松井康成

松井康成
まつい こうせい
ファイル:松井康成.jpg
誕生日 1927年5月20日
死亡日 2003年4月11日
死亡年齢 75歳
出身地 長野県北佐久郡
国籍 日本
学歴 明治大学専門部文科文芸科
職業 陶芸家・僧侶
肩書 重要無形文化財「練上手」保持者(人間国宝)
活動期間 1950年代 - 2003年
代表的な実績 練上手で人間国宝(1993)
受賞 紫綬褒章(1988)・旭日章(2000)


概要[編集]

松井康成(まつい こうせい、1927年5月20日 - 2003年4月11日)は、茨城県笠間を拠点に活動した陶芸家。1993年、練上手(ねりあげで)で重要無形文化財保持者(人間国宝)に認定された。色の異なる粘土を練り合わせて模様を生み出す難技法・練上手を、芸術の域にまで高めた第一人者である。

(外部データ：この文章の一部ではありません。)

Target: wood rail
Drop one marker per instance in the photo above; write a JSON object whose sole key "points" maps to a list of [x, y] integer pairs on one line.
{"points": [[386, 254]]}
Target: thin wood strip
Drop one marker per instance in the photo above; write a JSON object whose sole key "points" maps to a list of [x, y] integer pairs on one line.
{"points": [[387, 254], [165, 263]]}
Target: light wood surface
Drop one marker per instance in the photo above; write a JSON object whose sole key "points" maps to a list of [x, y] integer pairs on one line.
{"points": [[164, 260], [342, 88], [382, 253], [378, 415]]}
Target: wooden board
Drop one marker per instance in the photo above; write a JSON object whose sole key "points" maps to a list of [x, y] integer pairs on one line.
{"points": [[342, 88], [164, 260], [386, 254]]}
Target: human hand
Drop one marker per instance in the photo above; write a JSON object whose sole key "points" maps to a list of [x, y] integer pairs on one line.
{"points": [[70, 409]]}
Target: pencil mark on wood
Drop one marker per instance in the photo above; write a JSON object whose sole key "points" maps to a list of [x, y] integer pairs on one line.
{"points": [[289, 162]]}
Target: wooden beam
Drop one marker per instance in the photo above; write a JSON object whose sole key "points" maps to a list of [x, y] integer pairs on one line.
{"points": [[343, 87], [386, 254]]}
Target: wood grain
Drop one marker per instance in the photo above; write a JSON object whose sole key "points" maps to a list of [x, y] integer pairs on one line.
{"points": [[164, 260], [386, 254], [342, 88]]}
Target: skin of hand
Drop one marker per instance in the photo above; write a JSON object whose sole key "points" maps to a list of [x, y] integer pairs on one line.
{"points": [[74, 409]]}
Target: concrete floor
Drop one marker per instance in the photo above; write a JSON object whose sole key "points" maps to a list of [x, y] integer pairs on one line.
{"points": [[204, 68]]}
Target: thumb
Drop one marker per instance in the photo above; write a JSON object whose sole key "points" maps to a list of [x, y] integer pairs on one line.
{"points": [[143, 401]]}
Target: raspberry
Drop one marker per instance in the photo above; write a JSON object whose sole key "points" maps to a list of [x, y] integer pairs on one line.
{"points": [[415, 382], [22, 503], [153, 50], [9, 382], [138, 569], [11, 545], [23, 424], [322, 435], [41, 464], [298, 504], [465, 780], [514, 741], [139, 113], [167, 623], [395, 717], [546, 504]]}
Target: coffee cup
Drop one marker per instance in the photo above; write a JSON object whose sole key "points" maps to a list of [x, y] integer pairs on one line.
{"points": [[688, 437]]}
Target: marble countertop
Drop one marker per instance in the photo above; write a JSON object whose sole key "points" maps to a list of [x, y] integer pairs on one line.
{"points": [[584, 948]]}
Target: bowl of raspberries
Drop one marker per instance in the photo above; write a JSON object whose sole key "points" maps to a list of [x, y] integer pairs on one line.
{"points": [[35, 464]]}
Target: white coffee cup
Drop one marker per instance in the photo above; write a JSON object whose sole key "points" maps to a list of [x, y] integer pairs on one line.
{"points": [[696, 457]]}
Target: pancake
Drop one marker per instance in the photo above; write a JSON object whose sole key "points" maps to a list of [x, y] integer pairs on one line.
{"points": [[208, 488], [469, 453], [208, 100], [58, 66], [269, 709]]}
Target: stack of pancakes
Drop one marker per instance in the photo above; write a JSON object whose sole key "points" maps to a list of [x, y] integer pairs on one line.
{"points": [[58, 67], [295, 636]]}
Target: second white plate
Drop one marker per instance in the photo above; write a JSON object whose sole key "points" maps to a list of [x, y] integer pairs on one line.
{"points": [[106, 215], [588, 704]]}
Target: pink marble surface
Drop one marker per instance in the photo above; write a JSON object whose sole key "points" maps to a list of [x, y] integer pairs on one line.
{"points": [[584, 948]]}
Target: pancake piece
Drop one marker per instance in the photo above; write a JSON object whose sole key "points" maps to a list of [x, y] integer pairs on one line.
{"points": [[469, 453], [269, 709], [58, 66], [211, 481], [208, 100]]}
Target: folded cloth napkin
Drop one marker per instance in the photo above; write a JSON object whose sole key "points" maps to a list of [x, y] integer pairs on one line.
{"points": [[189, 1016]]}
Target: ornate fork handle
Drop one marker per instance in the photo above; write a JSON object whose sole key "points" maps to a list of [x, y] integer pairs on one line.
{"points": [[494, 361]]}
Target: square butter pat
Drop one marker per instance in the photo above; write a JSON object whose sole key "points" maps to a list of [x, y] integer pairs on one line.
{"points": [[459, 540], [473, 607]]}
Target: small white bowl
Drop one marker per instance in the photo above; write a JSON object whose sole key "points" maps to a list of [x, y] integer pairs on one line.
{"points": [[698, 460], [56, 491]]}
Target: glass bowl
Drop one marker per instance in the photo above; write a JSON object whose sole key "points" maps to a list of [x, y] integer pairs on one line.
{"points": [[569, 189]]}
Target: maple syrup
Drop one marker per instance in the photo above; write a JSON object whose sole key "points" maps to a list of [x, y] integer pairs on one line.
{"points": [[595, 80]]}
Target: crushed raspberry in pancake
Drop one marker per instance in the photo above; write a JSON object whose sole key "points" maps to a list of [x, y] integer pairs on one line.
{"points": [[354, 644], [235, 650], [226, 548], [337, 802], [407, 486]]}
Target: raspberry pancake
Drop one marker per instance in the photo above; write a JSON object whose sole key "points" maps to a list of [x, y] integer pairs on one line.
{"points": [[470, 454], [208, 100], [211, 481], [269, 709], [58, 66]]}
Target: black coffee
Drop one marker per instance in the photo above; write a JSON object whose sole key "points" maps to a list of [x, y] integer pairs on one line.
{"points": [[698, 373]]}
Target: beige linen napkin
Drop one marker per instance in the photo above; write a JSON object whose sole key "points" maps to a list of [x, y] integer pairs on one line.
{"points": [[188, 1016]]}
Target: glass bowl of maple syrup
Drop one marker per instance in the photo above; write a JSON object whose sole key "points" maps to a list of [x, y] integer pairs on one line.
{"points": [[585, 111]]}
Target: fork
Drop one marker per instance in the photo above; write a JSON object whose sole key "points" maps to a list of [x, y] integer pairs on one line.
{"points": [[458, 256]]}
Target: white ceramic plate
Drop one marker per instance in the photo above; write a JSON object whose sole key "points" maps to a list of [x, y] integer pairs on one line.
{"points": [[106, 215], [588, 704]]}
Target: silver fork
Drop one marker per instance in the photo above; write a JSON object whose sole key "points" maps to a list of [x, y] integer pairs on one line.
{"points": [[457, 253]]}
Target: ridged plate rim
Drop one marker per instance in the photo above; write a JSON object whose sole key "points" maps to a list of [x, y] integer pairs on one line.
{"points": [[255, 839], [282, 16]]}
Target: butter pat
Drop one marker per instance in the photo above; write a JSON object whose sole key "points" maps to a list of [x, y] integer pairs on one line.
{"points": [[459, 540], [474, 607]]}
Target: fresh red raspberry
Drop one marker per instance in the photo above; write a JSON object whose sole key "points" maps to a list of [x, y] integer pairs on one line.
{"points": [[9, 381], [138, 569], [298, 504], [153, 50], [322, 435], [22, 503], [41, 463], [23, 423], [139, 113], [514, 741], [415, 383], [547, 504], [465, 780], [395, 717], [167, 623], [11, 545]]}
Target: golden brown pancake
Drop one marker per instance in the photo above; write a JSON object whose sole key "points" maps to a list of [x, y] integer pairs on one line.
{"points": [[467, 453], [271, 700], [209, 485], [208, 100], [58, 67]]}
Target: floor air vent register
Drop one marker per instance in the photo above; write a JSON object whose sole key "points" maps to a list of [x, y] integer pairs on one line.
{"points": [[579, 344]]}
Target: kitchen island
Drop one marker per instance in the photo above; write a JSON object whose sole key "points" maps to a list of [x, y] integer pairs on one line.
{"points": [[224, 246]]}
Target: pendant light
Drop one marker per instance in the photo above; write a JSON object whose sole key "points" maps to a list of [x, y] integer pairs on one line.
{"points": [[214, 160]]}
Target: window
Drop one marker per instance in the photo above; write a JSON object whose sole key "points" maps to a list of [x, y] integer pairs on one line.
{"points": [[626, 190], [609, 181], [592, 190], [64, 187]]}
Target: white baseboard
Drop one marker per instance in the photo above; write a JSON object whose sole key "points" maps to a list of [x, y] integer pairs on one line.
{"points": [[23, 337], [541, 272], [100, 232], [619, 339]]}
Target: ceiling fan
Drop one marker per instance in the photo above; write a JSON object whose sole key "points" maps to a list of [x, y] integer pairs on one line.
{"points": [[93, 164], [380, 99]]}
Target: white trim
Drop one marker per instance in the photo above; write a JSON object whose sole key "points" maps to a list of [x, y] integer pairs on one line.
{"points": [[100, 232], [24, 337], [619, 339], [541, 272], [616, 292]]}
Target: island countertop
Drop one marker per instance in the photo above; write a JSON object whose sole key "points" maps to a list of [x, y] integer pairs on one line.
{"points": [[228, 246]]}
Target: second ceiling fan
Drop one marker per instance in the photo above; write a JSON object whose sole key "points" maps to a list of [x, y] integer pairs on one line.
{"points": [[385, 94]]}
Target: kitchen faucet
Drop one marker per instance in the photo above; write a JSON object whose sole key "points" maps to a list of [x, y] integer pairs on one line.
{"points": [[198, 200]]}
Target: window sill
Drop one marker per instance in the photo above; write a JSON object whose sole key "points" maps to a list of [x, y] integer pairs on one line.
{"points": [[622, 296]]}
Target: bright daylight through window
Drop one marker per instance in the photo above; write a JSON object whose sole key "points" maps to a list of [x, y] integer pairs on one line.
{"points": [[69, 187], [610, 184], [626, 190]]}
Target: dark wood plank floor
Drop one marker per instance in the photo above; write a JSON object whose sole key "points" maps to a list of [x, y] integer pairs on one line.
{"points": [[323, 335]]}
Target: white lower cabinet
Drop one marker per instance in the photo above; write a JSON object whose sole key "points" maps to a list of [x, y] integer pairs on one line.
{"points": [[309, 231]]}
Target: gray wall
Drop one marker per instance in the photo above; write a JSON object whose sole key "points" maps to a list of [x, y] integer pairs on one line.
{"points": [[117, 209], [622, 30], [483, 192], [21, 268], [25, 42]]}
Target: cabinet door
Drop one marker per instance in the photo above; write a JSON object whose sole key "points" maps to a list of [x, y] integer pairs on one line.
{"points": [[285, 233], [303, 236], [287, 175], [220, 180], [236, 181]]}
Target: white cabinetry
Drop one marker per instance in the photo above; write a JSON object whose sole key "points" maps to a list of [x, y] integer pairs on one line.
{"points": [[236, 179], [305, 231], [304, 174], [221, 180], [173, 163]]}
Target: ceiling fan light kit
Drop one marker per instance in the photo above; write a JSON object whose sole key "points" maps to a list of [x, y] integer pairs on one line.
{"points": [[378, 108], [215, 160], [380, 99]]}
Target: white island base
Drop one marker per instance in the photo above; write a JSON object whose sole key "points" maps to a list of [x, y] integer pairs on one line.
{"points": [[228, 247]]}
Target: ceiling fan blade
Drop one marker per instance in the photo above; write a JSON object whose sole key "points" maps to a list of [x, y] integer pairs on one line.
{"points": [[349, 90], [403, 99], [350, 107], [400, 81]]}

しかもこの人、肩書きが「住職兼陶芸家」。笠間の月崇寺という寺の二十四世住職をつとめながら、境内の窯で作陶を続けたという異色の経歴の持ち主らしい。

疎開先・笠間との縁[編集]

長野県北佐久郡の生まれ。戦時中、父の生地である茨城県笠間町へ家族で疎開したことが、のちに陶芸の本場・笠間と結びつく運命の縁となった。終戦後はアルバイトで笠間・月崇寺下の奥田製陶所に通い、作陶の技術を学び始める。1947年に明治大学専門部文科文芸科に進学すると、東京国立博物館に足しげく通って中国・朝鮮・日本の古陶磁を徹底的に研究した。

婿入りして住職に[編集]

1952年、大学卒業と同時に月崇寺住職・松井英功の長女秀子と結婚し、婿入りして松井姓となる。翌年に義父の住職が病に伏したため、勤めていた小学校教諭を辞し、1955年に月崇寺二十四世住職となった。寺には江戸時代に築かれた古い窯があり、松井はこれを復興して、古陶磁を模した作品や練上げ技法の研究・制作に没頭していく。

練上一筋へ[編集]

転機は1968年。師事していた東京芸術大学教授・田村耕一から「一つの技法に絞って探究せよ」と薦められ、40代からは練上手ひとすじに研究を重ねた。練上手は、色土を積層・練成して断面に文様を出す中国・唐代以来の技法だが、ひび割れやすく扱いが難しい。松井は「象嵌」「破調」「玻璃光」「嘯裂」など独自の表現を次々に編み出し、練上手を現代陶芸の最前線へと押し上げた。

1988年に紫綬褒章、1993年に重要無形文化財「練上手」保持者(人間国宝)、2000年に旭日章を受章。求道者のように一技法を掘り下げた生涯は、まさに僧侶にして陶工というほかない。

余談[編集]

  • 笠間の芸術の森公園内には松井康成の展示室が設けられており、その仕事をまとめて見ることができるらしい。
  • 長男も陶芸家として作陶を続けており、練上手の技は次代へ受け継がれている。